2014 – $13 million option ($250,000 buyout)

So, in this case, the average annual salary (which takes the total guaranteed salary plus a signing bonus plus an option buyout divided by the number of guaranteed years of the contract, so $30 million divided by five years) is $6 million. But the highest guaranteed salary ($11.625 million) exceeded by 127.5 percent of that $6 million AAV ($7.65 million). So, for luxury tax purposes, the Highest Guaranteed Year Value is treated as $7.65 million rather than $11.625 million based on the first highlighted paragraph of the CBA.

That becomes important in the second highlighted paragraph of the CBA, since the option ($13 million — or, more precisely, $12.75 million, since the $250,000 buyout was already being treated as guaranteed money) is considerably larger than 122.5 percent of the $7.65 million that represents the Highest Guaranteed Year Value ($9.37125). Because of that disparity, under the language of the CBA, the difference between Lester’s option ($12.75 million) and 122.5 percent of the Highest Guaranteed Year Value ($9.37125) was treated as a signing bonus that factored into the AAV.

What?

Here’s another way of looking at how Lester’s AAV was calculated:

$30 million in guaranteed money divided by five years ($6 million)

PLUS

[$12.75 million (non-guaranteed part of Lester's option) - $9.37125 million (122.5 percent of Highest Guaranteed Year Value)] divided by five years  ($675,750)

So, Lester’s AAV for the last five years was calculated as $6.67575 million — counting for slightly more than previously characterized for the purposes of figuring out luxury tax.

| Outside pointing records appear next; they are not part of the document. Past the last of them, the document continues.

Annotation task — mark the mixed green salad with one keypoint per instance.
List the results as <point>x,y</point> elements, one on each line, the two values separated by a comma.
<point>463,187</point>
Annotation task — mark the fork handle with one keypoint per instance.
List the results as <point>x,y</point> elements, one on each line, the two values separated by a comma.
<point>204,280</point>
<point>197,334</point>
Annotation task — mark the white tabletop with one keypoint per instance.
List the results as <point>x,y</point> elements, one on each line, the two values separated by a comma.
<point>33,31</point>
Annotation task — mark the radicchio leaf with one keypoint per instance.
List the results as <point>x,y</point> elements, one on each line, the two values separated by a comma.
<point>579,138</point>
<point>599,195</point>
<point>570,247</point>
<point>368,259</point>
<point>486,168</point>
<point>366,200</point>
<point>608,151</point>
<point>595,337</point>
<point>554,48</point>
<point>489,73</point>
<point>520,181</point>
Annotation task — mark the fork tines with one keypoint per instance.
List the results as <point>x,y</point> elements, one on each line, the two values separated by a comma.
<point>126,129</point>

But that, in turn, means that his option is calculated at less than its actual salary value of $13 million. For 2014, the part of Lester’s option that was treated as either guaranteed ($250,000 for the buyout) or a signing bonus over the last five years ($3.37875 million) does not count towards luxury tax payroll calculations for the coming year. Thus, his 2014 AAV (as interpreted for luxury tax purposes) is actually $9.37125 million — thus giving a notable chunk of money with which to play while trying to stay under the luxury tax threshold in 2014.

Only one other Red Sox player (Clay Buchholz, whose 2014 AAV is treated as approximately $7.75 million, rather than the previous characterization of his AAV as being $7.49 million) is impacted significantly by this option calculation.

Of course, all of that likely represents a less prominent concern for the Red Sox than the simple matter of whether or not Lester is money on the mound. And by and large, for the life of his contract, he’s been just that.